Para conseguir de vez a posse do imóvel, o Sesi alega à Justiça que não recebeu a área como doação, mas sim por permuta. Assim, afirma que trocou duas áreas de 3 mil metros quadrados pela área de 10 mil metros quadrados, avaliada em R$ 6,1 milhões.
No entanto, conforme as próprias matrículas dos imóveis anexados aos autos do processo, as duas áreas que o Sesi alega que permutou com o município também foram ‘ganhadas’.
Conforme os documentos, em 1966, o município transferiu a posse desses dois terrenos menores – às margens da lagoa – ao Sesi por aforamento. Isso significa que o Sesi ganhou, em caráter perpétuo, o domínio útil, a posse direta, o uso, o gozo e o direito de disposição sobre o imóvel.
A justificativa era de que a Fiems, através do Sesi, construiria lá a escola. No entanto, dois anos depois, sem utilizar as áreas, a entidade as utilizou como ‘barganha’ para trocá-las por uma área maior e localizada em região mais valorizada da cidade, na região central. A negociação afirma que as duas áreas menores às margens da lagoa possuem mesmo valor da área 4 mil metros maior e localizada em região central.

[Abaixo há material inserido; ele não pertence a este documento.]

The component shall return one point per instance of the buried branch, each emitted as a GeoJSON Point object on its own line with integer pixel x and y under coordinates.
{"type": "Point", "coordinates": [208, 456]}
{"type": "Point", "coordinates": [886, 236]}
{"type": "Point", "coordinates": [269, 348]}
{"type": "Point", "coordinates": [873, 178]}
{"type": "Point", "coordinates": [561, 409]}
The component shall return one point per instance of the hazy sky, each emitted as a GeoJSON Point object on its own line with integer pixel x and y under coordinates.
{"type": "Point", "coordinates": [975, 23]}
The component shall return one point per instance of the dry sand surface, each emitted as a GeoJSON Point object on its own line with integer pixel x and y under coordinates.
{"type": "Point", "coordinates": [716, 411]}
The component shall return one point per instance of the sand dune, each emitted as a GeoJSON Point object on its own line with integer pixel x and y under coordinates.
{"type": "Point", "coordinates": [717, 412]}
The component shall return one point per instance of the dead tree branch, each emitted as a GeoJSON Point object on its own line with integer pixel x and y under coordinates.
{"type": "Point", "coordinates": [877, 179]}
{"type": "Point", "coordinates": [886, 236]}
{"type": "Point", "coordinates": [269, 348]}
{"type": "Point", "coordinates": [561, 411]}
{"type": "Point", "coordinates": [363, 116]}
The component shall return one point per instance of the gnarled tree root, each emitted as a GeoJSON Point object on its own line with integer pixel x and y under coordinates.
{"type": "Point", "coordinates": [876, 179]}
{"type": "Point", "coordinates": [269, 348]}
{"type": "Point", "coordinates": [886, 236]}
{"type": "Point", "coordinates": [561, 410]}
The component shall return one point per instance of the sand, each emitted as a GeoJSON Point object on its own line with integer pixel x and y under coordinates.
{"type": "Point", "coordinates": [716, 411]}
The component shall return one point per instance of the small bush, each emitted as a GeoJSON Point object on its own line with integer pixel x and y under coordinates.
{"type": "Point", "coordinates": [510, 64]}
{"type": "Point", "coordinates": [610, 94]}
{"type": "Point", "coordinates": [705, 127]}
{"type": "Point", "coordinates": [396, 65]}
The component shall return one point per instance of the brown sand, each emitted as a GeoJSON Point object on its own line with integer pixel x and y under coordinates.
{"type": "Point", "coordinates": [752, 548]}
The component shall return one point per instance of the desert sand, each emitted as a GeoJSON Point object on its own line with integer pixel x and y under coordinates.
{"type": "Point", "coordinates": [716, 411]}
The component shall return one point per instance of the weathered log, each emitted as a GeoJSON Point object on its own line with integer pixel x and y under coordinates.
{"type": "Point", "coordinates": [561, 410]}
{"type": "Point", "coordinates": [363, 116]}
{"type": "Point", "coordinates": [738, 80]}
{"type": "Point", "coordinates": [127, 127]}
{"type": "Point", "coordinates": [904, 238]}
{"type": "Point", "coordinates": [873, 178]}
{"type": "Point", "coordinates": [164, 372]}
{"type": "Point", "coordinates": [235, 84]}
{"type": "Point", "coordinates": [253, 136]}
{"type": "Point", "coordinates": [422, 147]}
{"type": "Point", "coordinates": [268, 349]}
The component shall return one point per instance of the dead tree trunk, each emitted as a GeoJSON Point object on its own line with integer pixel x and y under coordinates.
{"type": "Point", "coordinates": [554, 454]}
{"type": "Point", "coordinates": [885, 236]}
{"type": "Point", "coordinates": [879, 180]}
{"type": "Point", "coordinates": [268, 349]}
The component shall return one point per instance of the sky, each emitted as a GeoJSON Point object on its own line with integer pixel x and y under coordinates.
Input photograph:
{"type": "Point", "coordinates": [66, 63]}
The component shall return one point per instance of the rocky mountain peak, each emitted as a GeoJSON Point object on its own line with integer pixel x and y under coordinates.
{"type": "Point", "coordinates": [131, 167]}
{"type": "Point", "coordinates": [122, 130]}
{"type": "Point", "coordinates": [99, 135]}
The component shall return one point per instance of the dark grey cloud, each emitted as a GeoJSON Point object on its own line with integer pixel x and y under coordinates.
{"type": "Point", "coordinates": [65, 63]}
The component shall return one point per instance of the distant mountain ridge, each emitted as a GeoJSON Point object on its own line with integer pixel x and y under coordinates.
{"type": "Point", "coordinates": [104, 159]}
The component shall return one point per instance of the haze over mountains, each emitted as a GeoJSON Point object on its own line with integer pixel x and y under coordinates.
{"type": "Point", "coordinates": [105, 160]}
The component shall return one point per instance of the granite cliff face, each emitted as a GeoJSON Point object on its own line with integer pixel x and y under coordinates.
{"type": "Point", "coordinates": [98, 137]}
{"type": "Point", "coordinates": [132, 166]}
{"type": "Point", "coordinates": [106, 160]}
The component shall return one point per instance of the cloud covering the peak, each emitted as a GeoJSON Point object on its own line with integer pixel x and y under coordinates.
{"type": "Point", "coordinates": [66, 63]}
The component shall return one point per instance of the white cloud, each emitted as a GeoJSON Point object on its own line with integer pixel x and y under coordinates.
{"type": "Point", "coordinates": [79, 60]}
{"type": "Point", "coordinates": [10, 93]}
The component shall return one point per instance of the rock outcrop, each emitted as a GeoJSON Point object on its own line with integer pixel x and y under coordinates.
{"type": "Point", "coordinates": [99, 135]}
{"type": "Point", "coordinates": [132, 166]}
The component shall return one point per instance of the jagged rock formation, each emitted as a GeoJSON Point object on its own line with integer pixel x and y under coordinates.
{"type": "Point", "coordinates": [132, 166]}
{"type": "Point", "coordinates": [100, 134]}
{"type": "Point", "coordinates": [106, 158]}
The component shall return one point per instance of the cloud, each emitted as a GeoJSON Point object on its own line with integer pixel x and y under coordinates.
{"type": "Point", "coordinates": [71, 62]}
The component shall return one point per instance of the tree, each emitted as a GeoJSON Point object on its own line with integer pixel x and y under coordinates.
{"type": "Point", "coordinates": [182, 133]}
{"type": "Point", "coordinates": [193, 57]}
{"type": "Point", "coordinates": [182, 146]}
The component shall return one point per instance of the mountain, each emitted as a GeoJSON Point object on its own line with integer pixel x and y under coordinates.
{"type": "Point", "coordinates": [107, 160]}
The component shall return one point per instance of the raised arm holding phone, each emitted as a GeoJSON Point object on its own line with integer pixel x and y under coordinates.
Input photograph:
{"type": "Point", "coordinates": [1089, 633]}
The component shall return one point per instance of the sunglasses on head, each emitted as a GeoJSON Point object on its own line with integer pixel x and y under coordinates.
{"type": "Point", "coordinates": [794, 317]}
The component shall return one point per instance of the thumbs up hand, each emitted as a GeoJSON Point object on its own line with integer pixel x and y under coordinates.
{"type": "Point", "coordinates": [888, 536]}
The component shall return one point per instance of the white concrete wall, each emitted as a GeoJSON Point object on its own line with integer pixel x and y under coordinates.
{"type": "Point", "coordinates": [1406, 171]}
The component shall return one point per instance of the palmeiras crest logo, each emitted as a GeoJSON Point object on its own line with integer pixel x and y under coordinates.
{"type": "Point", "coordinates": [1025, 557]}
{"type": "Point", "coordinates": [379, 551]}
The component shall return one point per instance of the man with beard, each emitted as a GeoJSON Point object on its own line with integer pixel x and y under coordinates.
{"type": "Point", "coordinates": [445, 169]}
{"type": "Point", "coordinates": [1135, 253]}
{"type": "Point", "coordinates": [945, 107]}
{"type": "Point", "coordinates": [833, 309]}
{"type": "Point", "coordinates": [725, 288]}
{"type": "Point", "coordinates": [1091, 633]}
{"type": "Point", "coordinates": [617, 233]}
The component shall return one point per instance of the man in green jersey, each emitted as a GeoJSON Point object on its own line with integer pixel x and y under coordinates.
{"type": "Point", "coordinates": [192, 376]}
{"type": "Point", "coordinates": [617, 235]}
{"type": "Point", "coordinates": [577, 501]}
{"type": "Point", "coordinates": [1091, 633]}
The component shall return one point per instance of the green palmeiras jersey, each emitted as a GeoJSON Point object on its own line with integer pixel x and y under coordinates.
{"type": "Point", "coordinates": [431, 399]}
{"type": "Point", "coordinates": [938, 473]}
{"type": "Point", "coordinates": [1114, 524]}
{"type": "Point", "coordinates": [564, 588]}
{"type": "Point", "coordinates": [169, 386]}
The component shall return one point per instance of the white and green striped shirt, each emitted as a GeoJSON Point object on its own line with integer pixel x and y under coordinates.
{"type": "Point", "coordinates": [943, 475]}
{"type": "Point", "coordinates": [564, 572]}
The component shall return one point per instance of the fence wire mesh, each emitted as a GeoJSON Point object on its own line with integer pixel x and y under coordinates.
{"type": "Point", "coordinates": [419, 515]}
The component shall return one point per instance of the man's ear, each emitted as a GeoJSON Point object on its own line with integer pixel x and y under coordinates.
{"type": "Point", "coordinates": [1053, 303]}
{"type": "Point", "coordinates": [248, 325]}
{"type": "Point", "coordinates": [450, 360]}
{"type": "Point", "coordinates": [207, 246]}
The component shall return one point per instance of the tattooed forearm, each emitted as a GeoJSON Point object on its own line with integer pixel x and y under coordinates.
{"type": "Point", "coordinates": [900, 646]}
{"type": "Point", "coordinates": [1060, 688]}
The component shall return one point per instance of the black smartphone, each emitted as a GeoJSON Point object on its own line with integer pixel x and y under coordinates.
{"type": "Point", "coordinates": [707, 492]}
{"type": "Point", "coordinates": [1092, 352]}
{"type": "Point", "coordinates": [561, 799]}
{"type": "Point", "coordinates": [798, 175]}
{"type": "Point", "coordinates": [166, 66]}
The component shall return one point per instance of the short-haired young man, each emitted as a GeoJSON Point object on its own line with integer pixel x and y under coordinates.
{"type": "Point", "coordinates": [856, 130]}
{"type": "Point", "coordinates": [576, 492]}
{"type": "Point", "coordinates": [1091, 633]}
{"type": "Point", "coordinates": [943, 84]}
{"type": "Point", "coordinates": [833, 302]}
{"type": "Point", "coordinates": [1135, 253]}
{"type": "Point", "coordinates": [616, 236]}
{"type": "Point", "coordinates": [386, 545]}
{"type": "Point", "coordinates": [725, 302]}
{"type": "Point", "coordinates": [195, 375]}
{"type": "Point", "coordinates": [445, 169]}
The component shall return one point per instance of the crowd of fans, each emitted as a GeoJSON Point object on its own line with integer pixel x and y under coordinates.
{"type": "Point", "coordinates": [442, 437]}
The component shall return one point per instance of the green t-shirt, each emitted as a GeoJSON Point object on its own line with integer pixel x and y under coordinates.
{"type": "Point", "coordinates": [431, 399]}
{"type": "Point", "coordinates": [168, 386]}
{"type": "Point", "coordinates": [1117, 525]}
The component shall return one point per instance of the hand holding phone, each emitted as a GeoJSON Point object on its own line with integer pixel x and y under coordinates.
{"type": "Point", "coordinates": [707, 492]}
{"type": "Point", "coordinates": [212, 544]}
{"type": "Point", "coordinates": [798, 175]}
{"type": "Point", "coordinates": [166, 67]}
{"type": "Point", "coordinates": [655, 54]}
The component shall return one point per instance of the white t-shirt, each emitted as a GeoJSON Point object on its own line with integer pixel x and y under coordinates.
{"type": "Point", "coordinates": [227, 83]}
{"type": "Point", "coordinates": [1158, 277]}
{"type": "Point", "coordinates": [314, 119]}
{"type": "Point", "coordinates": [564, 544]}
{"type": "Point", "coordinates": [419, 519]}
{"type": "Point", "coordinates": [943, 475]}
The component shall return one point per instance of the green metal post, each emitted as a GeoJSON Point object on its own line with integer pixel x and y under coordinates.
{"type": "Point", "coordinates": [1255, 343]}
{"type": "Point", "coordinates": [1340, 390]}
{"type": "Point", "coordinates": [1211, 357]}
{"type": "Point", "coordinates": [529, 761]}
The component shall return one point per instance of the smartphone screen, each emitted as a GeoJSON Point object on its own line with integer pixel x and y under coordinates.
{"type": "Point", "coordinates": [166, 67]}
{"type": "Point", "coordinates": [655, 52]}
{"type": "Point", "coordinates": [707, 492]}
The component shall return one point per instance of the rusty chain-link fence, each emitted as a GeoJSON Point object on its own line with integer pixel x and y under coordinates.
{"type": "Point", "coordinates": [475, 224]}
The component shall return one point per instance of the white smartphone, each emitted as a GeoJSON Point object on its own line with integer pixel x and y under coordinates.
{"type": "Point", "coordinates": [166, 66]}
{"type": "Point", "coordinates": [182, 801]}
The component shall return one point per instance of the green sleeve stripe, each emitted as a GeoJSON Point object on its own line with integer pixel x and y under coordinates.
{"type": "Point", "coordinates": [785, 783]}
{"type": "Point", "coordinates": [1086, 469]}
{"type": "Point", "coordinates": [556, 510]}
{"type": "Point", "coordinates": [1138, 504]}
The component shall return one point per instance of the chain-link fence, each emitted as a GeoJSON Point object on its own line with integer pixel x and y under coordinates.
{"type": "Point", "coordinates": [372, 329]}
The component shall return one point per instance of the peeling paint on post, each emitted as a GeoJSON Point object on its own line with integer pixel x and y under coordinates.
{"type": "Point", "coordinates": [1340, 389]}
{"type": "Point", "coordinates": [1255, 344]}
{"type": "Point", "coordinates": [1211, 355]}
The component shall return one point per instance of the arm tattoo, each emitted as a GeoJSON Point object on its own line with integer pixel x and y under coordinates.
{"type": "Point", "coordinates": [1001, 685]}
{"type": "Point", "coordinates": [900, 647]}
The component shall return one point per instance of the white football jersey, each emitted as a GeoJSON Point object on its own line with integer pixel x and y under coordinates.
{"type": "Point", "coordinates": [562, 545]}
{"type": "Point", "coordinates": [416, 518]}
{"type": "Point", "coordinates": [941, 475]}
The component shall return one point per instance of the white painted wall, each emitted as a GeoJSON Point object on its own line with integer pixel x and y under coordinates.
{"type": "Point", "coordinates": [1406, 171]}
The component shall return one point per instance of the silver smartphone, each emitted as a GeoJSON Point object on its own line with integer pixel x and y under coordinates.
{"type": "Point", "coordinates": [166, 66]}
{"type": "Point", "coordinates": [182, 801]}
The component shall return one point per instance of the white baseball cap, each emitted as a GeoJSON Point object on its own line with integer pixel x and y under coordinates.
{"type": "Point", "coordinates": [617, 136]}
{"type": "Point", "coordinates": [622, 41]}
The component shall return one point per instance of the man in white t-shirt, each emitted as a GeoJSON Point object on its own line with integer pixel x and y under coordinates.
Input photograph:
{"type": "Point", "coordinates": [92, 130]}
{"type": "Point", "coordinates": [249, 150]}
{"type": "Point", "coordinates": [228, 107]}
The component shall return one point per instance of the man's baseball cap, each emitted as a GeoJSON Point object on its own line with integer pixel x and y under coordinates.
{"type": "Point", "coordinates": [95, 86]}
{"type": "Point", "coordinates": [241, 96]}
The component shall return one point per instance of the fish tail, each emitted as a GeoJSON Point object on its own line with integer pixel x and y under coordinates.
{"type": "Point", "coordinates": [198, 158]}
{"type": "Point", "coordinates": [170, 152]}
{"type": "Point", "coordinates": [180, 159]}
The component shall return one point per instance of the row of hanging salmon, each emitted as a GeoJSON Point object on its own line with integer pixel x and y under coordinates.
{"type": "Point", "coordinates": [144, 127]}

Procurada pela reportagem para explicar a doação dos dois terrenos e a permuta com a Fiems, a assessoria de comunicação do município respondeu. “Em contato com a Procuradoria Jurídica do Município, foi informado que a manifestação sobre esse assunto foi apresentada no processo e agora cabe à Justiça decidir sobre a controvérsia”.
A Fiems também foi procurada pela reportagem, mas não respondeu ao e-mail, enviado para endereços oficiais da assessoria de comunicação e devidamente documentados no dia 29 de julho. Porém, o espaço segue aberto para posicionamento.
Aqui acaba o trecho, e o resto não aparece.